A comprehensive history, physical examination, and chosen laboratory tests are necessary for the diagnosis of PROM. Patients frequently describe a sudden surge of fluid with ongoing leaks. Physicians should inquire if the patient is feverish, contracting, ovulating, or bleeding vaginally. The patient’s expected due date must be confirmed because it will guide any additional treatment. A speculum examination should be done by the doctor to check for cervical dilatation and effacement. It is crucial to refrain from performing a digital cervical check when preterm PROM is suspected because such exams have been demonstrated to raise morbidity and death. The presence of contaminating substances, such as blood, semen, or alkaline antiseptics, can also cause nitrazine paper to turn blue and produce a false-positive result. Nitrazine paper will turn blue when the pH is above 6.0. A similar outcome can be obtained from bacterial vaginosis [5].

To collect fluid from the posterior fornix or vaginal sidewalls, a different swab should be utilised. The doctor can use a low-power microscope to look for ferning (arborization) after the fluid has dried on the slide. If there is ferning, PROM is present. The presence of ferns may be obscured by vaginal blood, and if the external cervical os has been swabbed, cervical mucus may cause a false-positive result [6].


Antibiotics treatment

Antibiotics can lengthen the latent period and minimise newborn infections in patients with preterm PROM. According to a meta-analysis 2, post-preterm PROM patients who received antibiotics had lower rates of postpartum endometritis, chorioamnionitis, neonatal sepsis, neonatal pneumonia, and intraventricular haemorrhage than those who did not get antibiotics. A decrease in infant intraventricular haemorrhage and sepsis was discovered by another meta-analysis. After preterm PROM, a multitude of antibiotic regimens are advised. In the protocol tested by the National Institute of Child Health and Human Development trial 25, 2 grammes of ampicillin and 250 mg of erythromycin are administered intravenously every six hours for 48 hours, then 250 mg of amoxicillin and 333 mg of erythromycin are administered every eight hours for five days [7, 8].

Tocolytic therapy

Only a small amount of information is available to decide whether tocolytic therapy is necessary following preterm PROM. As previously mentioned, corticosteroids and antibiotics are helpful when given to patients with preterm PROM, but there are no trials that compare these treatments with tocolysis. Although tocolytic medication may temporarily extend the latent period, it does not seem to have any positive effects on newborn outcomes. Although it is debatable, administering a brief course of tocolysis after preterm PROM to enable the start of antibiotics, corticosteroid therapy, and maternal transport is reasonable in the lack of data. In individuals with PROM, longterm tocolytic therapy is not advised; further investigation should be done before taking this into consideration [9, 10].

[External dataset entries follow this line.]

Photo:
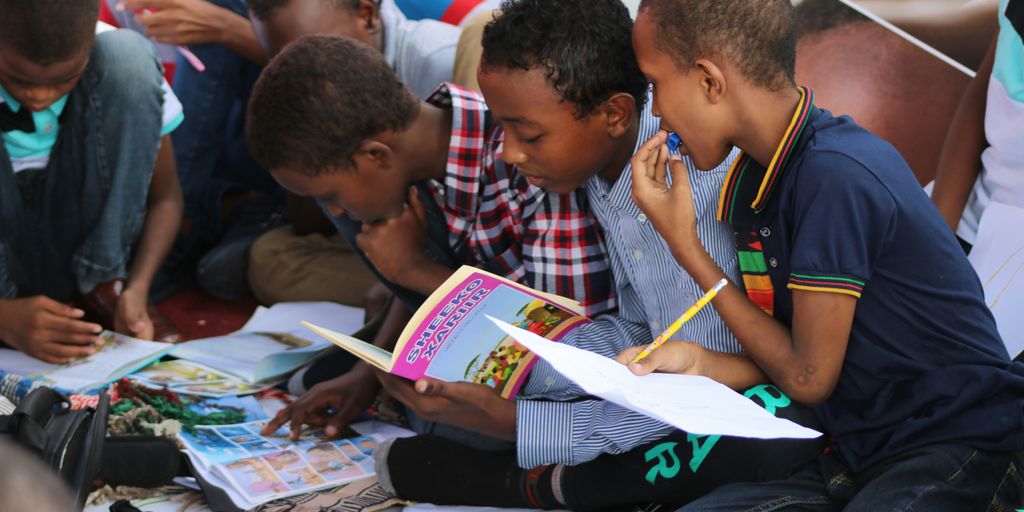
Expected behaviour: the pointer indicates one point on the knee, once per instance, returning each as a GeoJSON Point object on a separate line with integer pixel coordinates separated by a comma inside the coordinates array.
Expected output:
{"type": "Point", "coordinates": [126, 70]}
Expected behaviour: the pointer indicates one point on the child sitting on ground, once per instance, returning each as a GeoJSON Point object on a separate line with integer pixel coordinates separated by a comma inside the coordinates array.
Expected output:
{"type": "Point", "coordinates": [863, 306]}
{"type": "Point", "coordinates": [419, 188]}
{"type": "Point", "coordinates": [90, 199]}
{"type": "Point", "coordinates": [983, 160]}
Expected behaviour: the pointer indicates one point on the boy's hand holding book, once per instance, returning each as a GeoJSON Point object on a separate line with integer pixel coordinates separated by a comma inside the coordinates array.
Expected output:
{"type": "Point", "coordinates": [48, 330]}
{"type": "Point", "coordinates": [473, 407]}
{"type": "Point", "coordinates": [672, 357]}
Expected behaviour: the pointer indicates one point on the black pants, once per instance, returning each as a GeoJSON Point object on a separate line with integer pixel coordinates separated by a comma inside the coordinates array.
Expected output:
{"type": "Point", "coordinates": [682, 467]}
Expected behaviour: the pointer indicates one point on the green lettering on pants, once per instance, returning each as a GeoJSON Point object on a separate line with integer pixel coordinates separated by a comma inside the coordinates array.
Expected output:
{"type": "Point", "coordinates": [665, 468]}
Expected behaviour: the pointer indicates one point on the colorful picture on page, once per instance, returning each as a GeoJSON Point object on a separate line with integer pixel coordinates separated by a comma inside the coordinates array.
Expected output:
{"type": "Point", "coordinates": [356, 455]}
{"type": "Point", "coordinates": [294, 470]}
{"type": "Point", "coordinates": [237, 434]}
{"type": "Point", "coordinates": [259, 446]}
{"type": "Point", "coordinates": [494, 364]}
{"type": "Point", "coordinates": [255, 477]}
{"type": "Point", "coordinates": [174, 373]}
{"type": "Point", "coordinates": [210, 446]}
{"type": "Point", "coordinates": [330, 462]}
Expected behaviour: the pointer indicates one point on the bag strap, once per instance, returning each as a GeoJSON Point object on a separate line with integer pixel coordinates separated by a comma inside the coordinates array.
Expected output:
{"type": "Point", "coordinates": [27, 424]}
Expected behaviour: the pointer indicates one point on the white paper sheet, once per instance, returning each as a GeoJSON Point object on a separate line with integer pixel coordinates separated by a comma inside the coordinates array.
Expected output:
{"type": "Point", "coordinates": [254, 356]}
{"type": "Point", "coordinates": [120, 356]}
{"type": "Point", "coordinates": [695, 404]}
{"type": "Point", "coordinates": [997, 256]}
{"type": "Point", "coordinates": [286, 317]}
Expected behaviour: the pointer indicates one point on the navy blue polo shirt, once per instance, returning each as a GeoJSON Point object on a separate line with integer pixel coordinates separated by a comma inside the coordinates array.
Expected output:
{"type": "Point", "coordinates": [841, 212]}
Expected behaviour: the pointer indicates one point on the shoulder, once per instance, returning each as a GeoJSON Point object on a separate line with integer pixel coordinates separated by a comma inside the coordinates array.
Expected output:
{"type": "Point", "coordinates": [842, 158]}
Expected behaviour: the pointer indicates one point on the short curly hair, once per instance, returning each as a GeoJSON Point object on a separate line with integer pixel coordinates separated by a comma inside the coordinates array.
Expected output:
{"type": "Point", "coordinates": [584, 46]}
{"type": "Point", "coordinates": [263, 9]}
{"type": "Point", "coordinates": [48, 31]}
{"type": "Point", "coordinates": [318, 99]}
{"type": "Point", "coordinates": [759, 36]}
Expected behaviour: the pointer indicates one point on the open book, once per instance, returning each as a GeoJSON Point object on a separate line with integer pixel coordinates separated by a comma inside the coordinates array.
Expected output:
{"type": "Point", "coordinates": [270, 344]}
{"type": "Point", "coordinates": [253, 469]}
{"type": "Point", "coordinates": [119, 356]}
{"type": "Point", "coordinates": [450, 337]}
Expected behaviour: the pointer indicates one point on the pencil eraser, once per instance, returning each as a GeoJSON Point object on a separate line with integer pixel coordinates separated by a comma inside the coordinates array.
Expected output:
{"type": "Point", "coordinates": [674, 141]}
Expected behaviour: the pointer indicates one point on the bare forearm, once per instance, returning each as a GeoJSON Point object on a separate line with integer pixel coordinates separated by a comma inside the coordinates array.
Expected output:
{"type": "Point", "coordinates": [769, 343]}
{"type": "Point", "coordinates": [163, 218]}
{"type": "Point", "coordinates": [960, 161]}
{"type": "Point", "coordinates": [239, 37]}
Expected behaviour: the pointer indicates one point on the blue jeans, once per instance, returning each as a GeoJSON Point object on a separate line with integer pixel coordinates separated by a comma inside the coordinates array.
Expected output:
{"type": "Point", "coordinates": [68, 227]}
{"type": "Point", "coordinates": [937, 478]}
{"type": "Point", "coordinates": [210, 144]}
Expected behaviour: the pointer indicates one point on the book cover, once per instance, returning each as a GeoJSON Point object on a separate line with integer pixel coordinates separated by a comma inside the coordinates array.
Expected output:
{"type": "Point", "coordinates": [450, 338]}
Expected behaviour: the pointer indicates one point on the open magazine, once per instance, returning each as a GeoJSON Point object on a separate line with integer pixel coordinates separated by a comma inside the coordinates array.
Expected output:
{"type": "Point", "coordinates": [450, 337]}
{"type": "Point", "coordinates": [192, 378]}
{"type": "Point", "coordinates": [272, 343]}
{"type": "Point", "coordinates": [119, 356]}
{"type": "Point", "coordinates": [253, 469]}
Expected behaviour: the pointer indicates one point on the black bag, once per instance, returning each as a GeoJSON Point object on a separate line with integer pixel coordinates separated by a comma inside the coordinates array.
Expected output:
{"type": "Point", "coordinates": [69, 441]}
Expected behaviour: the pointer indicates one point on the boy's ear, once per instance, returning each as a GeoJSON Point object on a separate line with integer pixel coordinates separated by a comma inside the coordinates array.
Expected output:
{"type": "Point", "coordinates": [712, 80]}
{"type": "Point", "coordinates": [374, 156]}
{"type": "Point", "coordinates": [370, 15]}
{"type": "Point", "coordinates": [619, 112]}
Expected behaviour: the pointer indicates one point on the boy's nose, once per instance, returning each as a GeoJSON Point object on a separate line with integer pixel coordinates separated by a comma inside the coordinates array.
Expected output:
{"type": "Point", "coordinates": [38, 98]}
{"type": "Point", "coordinates": [334, 209]}
{"type": "Point", "coordinates": [511, 153]}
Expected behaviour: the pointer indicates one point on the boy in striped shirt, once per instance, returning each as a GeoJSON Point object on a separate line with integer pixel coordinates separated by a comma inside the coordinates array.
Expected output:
{"type": "Point", "coordinates": [574, 108]}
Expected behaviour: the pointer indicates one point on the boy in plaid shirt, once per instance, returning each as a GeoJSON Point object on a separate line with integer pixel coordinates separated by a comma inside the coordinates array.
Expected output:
{"type": "Point", "coordinates": [420, 188]}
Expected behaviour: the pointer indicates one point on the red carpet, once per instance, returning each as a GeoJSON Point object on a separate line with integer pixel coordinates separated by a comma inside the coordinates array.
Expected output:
{"type": "Point", "coordinates": [200, 315]}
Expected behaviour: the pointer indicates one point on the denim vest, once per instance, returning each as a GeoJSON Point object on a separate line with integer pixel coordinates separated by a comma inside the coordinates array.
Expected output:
{"type": "Point", "coordinates": [68, 227]}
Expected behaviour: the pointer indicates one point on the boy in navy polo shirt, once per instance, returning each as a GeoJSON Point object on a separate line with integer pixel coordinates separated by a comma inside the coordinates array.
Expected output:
{"type": "Point", "coordinates": [859, 301]}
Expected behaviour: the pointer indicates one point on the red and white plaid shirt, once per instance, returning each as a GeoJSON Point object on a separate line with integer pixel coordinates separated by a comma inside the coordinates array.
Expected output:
{"type": "Point", "coordinates": [503, 224]}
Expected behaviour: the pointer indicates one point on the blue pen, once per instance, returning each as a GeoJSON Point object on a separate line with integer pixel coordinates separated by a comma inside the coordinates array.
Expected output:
{"type": "Point", "coordinates": [673, 142]}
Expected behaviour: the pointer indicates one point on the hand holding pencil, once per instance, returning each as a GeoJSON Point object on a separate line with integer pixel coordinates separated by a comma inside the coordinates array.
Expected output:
{"type": "Point", "coordinates": [689, 313]}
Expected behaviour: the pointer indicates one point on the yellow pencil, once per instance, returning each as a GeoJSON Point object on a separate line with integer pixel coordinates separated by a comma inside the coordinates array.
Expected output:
{"type": "Point", "coordinates": [682, 320]}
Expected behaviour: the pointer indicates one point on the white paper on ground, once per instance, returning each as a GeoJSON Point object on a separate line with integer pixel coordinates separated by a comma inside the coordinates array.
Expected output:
{"type": "Point", "coordinates": [253, 356]}
{"type": "Point", "coordinates": [692, 403]}
{"type": "Point", "coordinates": [997, 256]}
{"type": "Point", "coordinates": [286, 317]}
{"type": "Point", "coordinates": [121, 355]}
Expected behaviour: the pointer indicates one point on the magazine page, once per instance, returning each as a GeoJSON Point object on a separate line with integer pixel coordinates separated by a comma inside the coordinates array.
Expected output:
{"type": "Point", "coordinates": [120, 355]}
{"type": "Point", "coordinates": [452, 339]}
{"type": "Point", "coordinates": [248, 355]}
{"type": "Point", "coordinates": [369, 352]}
{"type": "Point", "coordinates": [192, 378]}
{"type": "Point", "coordinates": [272, 342]}
{"type": "Point", "coordinates": [257, 469]}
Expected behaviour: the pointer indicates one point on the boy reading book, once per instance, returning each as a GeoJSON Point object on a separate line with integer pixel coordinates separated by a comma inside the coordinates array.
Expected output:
{"type": "Point", "coordinates": [308, 260]}
{"type": "Point", "coordinates": [89, 198]}
{"type": "Point", "coordinates": [858, 300]}
{"type": "Point", "coordinates": [418, 186]}
{"type": "Point", "coordinates": [563, 80]}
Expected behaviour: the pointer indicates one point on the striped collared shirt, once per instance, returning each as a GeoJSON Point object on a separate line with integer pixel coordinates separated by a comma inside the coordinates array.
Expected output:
{"type": "Point", "coordinates": [553, 424]}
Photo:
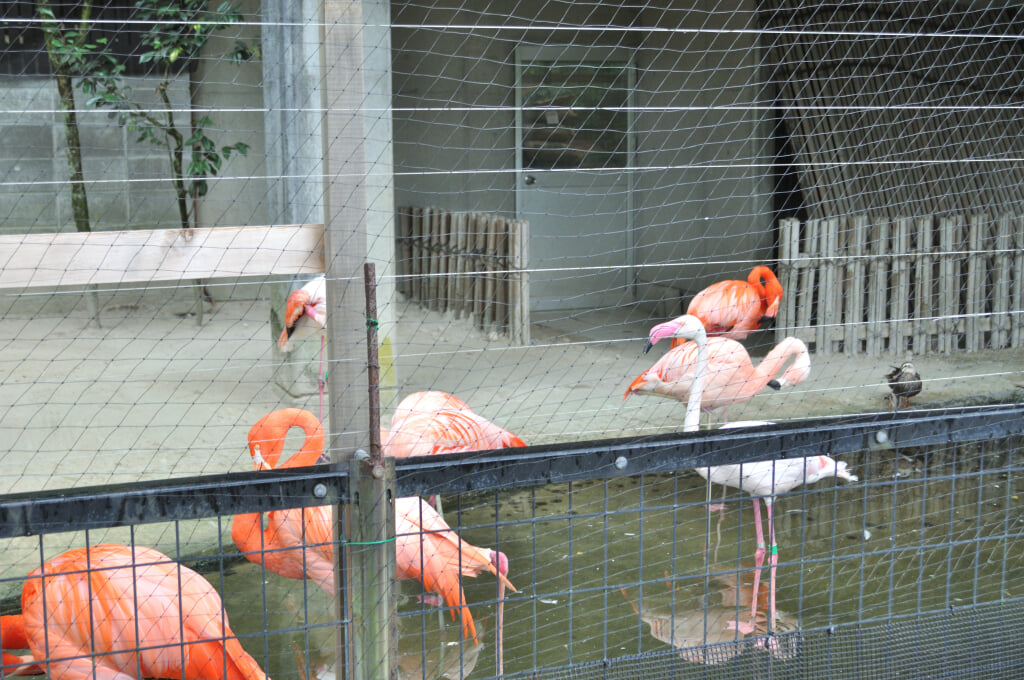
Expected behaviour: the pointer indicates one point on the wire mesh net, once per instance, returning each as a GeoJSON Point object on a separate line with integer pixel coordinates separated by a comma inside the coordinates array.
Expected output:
{"type": "Point", "coordinates": [832, 193]}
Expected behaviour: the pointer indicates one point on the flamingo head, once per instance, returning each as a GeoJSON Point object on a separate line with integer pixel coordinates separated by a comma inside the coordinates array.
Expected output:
{"type": "Point", "coordinates": [686, 327]}
{"type": "Point", "coordinates": [501, 562]}
{"type": "Point", "coordinates": [824, 467]}
{"type": "Point", "coordinates": [800, 370]}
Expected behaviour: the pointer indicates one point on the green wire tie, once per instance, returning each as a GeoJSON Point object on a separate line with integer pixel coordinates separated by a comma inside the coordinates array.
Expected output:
{"type": "Point", "coordinates": [370, 543]}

A perinatologist or neonatologist may be consulted by doctors caring for patients with preterm PROM before viability. If these individuals are stable, transporting them to a tertiary facility may be beneficial. It is debatable how patients with preterm PROM should be managed at home. Only 18% of preterm PROM patients in a study33 who were randomised to home management versus hospital management met the requirements for safe home management. Patients without signs of infection or active labour may be allowed to stay in bed at home before viability, but they must be thoroughly educated on the signs of infection and preterm labour, and doctors should think about consulting with specialists skilled in managing preterm labour at home.